New Guidelines for Toxic Algae in Lakes and Rivers Developed

New Guidelines for Toxic Algae in Lakes and Rivers Developed

New guidelines to protect swimmers and kayakers from the growing threats of toxic algae in lakes and rivers have being developed by the US Environmental Protection Agency (EPA).

Agency officials said they are majorly focusing on people who tend to swallow water while their recreational activities. The agency has even issued a report to Congress last week in which it said that it will also be looking at whether there is any need for new health advisories on algae toxins in drinking water.

According to experts, harmful algae blooms have spread itself to a wide area both in terms of intensity and numbers, the EPA said. It has been found that the algae bloom that spread across Lake Eric during last summer was the largest algae bloom ever recorded, the government scientists said earlier this month.

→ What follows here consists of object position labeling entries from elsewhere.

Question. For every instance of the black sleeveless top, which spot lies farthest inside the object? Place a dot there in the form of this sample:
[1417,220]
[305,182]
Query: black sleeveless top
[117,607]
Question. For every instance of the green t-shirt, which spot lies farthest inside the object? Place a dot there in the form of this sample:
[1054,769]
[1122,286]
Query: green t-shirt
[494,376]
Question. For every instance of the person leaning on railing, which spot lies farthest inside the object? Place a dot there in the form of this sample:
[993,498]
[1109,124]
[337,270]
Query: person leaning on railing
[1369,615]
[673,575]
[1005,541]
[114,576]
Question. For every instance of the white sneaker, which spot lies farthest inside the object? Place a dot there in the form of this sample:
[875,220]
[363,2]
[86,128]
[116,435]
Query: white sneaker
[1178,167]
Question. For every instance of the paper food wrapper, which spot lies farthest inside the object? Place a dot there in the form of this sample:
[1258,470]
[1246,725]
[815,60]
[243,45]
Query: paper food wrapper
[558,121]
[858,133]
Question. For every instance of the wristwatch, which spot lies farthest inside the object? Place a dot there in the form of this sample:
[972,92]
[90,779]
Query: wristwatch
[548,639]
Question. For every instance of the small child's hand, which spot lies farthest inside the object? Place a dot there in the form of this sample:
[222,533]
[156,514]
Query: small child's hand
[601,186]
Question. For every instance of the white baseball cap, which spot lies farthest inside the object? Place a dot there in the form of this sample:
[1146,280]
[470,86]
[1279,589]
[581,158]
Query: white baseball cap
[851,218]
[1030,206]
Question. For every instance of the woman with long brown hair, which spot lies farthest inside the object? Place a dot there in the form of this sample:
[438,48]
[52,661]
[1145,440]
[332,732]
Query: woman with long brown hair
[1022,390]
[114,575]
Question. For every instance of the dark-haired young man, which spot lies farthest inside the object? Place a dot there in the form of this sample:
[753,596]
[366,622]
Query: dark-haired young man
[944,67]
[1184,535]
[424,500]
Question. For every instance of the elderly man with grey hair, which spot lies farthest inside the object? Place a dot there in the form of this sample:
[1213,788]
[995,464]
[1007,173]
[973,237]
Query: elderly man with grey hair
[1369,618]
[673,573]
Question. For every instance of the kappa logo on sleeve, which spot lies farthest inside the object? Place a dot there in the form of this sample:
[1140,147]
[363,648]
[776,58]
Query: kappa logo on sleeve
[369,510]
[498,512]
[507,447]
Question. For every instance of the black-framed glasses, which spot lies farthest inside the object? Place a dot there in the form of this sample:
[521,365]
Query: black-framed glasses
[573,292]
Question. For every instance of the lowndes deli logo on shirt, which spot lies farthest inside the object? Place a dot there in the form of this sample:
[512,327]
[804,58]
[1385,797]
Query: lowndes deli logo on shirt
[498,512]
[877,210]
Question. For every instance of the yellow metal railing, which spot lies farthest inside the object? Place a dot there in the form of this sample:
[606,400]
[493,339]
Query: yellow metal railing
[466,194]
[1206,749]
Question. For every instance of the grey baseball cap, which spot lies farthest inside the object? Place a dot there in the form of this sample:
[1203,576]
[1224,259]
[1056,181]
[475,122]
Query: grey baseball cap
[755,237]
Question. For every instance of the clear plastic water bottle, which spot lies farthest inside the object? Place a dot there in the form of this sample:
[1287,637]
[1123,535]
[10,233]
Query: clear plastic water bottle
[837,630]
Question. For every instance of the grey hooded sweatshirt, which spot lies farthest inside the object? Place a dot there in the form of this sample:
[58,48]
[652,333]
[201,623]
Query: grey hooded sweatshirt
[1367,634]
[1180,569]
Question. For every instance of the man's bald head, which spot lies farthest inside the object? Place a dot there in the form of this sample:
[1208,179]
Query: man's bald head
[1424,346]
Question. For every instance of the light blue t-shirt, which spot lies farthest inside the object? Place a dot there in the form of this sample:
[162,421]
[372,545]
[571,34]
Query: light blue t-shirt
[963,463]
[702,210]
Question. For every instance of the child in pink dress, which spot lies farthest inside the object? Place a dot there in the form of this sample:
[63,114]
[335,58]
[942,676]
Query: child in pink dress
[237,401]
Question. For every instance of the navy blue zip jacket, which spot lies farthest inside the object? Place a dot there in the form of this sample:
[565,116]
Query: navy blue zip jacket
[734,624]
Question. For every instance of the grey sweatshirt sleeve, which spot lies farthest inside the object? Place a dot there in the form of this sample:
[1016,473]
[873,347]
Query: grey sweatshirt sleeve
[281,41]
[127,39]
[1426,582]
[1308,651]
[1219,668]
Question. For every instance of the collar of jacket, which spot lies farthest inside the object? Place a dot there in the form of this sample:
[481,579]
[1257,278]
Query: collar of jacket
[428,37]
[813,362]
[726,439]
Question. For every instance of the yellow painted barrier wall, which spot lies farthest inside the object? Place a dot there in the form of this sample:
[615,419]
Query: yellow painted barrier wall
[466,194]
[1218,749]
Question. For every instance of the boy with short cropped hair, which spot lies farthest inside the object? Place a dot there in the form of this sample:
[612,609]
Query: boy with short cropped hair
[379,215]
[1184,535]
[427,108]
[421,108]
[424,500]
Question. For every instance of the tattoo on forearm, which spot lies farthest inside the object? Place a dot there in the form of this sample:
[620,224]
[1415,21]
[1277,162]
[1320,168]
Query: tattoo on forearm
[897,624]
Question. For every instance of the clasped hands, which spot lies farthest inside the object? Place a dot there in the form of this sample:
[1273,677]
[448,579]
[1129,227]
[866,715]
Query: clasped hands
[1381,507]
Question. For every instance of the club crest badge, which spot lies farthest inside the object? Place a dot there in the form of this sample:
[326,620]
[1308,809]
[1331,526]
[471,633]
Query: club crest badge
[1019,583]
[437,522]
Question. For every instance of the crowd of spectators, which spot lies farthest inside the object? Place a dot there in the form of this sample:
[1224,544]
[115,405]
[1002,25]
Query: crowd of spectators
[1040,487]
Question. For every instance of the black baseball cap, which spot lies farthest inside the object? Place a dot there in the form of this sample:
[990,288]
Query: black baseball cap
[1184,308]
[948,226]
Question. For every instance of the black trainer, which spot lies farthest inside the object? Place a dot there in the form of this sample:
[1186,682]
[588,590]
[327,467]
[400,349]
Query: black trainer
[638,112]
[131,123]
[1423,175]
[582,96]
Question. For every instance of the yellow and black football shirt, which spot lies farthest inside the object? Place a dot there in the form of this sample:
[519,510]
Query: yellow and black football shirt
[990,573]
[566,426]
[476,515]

Another toxic algae outbreak stretched out to more than 600 miles along the Ohio River through four states. Dealing with the issue of toxic algae has become far more important after the toxins from algae contaminated the tap water for 400,000 people in northwestern Ohio and southeastern Michigan in August 2014.

The EPA mentioned in its report that there are information gaps when it comes to understanding toxic algae. One of the major challenges is an incomplete understanding of how to prevent, predict, analyze, monitor and treat toxins in drinking water, the report said.

Experts said these toxins can cause rashes, diarrhea, vomiting and breathing difficulty. In some extreme cases, it can lead to liver, kidney and nervous system problems.